Here's some more information, related to my post earlier. Bill Clinton did sign the travel ban into law in 1993, but it was first proposed by (drum roll) Jesse Helms in 1987. A reader remembers the timeline better than I do:

I started working on this issue when it first surfaced after the ban was created by the Reagan Administration in 1987. (I started working in the House, for then-Rep. Norman Mineta, earlier that year.) A little research on your part would have shown you this history:

The Reagan White House pressured the Public Health Service to include HIV on the list of excludable conditions in 1987. They did. There were protests about that, as the vast majority of public health experts believed that only active tuberculosis belonged on the list. In response, and in order to make sure the PHS’ decision was protected, Sen. Jesse Helms (R-NC) authored an amendment in the Senate to put HIV on the list statutorily. The Senate adopted it on a voice vote, with Democrats thinking that because HIV was already on the list, the amendment was redundant.

We tried to get rid of it in the 1990 immigration bill by mandating that the list would henceforth be maintained by the CDC, and that it would include only conditions with a solid medical justification. To his credit, President Bush (41) signed it into law, and his CDC issued a rule in 1991 knocking everything off the list except tuberculosis. There was a revolt in the Republican Conference in the House, led by then Rep. Bill Dannemeyer (R-CA). The CDC pulled the rule and the INS kept the old list in place.
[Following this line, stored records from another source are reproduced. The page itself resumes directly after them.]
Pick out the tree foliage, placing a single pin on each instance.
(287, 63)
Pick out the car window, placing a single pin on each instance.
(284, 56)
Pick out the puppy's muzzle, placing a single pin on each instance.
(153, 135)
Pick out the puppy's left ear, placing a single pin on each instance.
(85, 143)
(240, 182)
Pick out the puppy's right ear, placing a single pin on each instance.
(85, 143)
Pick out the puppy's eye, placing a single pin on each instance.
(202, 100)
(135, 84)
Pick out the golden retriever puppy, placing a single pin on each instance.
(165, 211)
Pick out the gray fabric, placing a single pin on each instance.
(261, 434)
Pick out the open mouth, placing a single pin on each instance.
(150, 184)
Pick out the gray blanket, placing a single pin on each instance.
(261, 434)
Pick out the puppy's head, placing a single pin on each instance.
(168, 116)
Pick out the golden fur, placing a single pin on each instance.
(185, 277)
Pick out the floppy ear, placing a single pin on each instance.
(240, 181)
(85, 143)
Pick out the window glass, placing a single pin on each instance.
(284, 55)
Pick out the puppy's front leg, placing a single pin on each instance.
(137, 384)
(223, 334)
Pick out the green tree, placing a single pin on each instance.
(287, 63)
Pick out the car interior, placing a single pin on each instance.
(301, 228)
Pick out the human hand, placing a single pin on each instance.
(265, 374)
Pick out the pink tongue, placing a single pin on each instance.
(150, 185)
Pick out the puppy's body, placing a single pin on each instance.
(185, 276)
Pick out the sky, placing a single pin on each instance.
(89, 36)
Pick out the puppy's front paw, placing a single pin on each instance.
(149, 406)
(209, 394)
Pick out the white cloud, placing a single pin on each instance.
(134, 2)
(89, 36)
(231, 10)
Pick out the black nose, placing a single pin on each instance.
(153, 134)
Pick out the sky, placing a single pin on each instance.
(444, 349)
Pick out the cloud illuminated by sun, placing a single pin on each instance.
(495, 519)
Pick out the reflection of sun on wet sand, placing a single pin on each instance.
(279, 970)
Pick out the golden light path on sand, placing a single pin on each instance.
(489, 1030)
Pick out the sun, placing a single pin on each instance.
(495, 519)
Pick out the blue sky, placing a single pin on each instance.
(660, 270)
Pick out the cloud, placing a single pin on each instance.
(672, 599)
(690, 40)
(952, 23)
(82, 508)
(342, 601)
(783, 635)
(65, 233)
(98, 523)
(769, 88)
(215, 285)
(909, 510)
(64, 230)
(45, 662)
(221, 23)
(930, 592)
Clinton campaigned on a promise to remove the ban. Shortly after he got to the White House, in February of 1993, Sen. Don Nickles (R-OK) offered an amendment to the NIH reauthorization to keep the old list. Ted Kennedy tried to offer an alternative, but it failed 42-56. The Nickles Amendment then passed 76-23.

(All 23 “no” votes were Democrats. Notably, Joe Lieberman was one of the “yes” votes one of the many early examples of his cozying up to Jesse Helms on gay rights and AIDS/HIV issues.

When the House and Senate went to conference on the bill, then-Rep. Tom Bliley (R-VA) offered a motion to instruct conferees to agree to the Nickles Amendment.  It passed 356 to 58. Again, all 58 who voted “No” were Democrats (plus Bernie Sanders). At that point, both chambers of Congress had voted to block Clinton's planned executive order by veto-proof margins.  When Congress sent Clinton the NIH authorization in June of 1993, he signed it.

The countries that have a similar ban on all HIV-positive tourists, travelers and immigrants are Armenia, Bangladesh, Brunei, Iraq, Libya, Moldavia, Oman, Qatar, Russia, Saudi Arabia, Sri Lanka, South Korea, Sudan and the U.S. Great company, no? This president has an opportunity to finish what his father started, and remove the irrational stigma that treats HIV like TB for immigration purposes. Let's hope Mark Dybul continues the great start he has made.